Ainsi, Alvaro Arbeloa procure un certain espoir chez les supporters du Real Madrid. Plus qu’un simple entraîneur intérimaire, le technicien espagnol parvient à concerner l’intégralité de son équipe et à diffuser ses idées. En effet, The Athletic affirme que les tensions au sein du vestiaire se sont évaporées et que l’ambiance s’est nettement améliorée. Cela se lit sur le terrain avec un état d’esprit collectif qui en surprend plus d’un.
Plus d’intensité, une défense qui s’améliore mais le Real Madrid reste sur un fil
Les joueurs se sont montrés engagés, avec un pressing plus efficace et des ballons récupérés dans des zones dangereuses. Certes, l’équipe a manqué de précision et de justesse dans les derniers mètres pour conclure les transitions rapides, mais l’investissement est à souligner. L’intention du coach espagnol est claire : il ne compte pas dénaturer ses joueurs et veut miser sur leurs atouts. La contre-attaque devrait être une arme non négligeable au cours de cette deuxième partie de saison.
« Évidemment, je ne pense pas pouvoir aller à l’encontre de la nature des joueurs. Je dois essayer d’en tirer parti. Nous avons de nombreux joueurs qui dominent l’espace, sont très rapides et capables de prendre de bonnes décisions. C’est là qu’ils font la différence, et ce sera l’une de nos armes tout au long de la saison. », avait déclaré Alvaro Arbeloa en marge du succès face au sous-marin jaune.
Autre élément important : l’équipe ne s’est pas reposée sur ses lauriers après l’ouverture du score de Mbappé en tout début de seconde période. Lors du second acte, le Real Madrid a poursuivi sa domination par une possession importante (59%), tout en menant au tableau d’affichage. Synonyme d’une grosse intensité du début jusqu’à la fin de la partie, qui n’a pas permis à Villarreal de déployer ses attaques dans des conditions idoines. Face au troisième du championnat espagnol, la défense du Real Madrid n'a concédé que 8 tirs, dont un seul cadré.

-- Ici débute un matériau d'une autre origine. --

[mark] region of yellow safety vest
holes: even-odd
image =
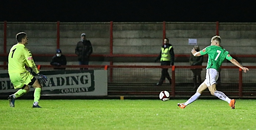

Néanmoins, la défense alimente les inquiétudes et peut être une véritable épine dans le pied. Lors de la victoire large face à Monaco (6-1), l’adversaire a tiré vingt fois au but, avec un nombre de tirs cadrés (6) supérieur à celui du Real Madrid. Soit une statistique particulièrement dissonante quand on connaît l’abysse du résultat final. The Athletic rapporte que le staff du Real Madrid se montre particulièrement préoccupé par les absences prolongées et les fragilités chroniques des défenseurs suivants : Antonio Rüdiger, Éder Militão, Ferland Mendy, Dani Carvajal et Trent Alexander-Arnold.
Pour l’instant, l’état d’esprit de l’équipe est conquérant mais il faut l’observer sur la durée. Les bonnes intentions avaient aussi existé lors des débuts de Xabi Alonso, avant que les choses ne tournent au vinaigre. Il conviendra d’observer l’attitude des joueurs dès lors que le doute s’immiscera.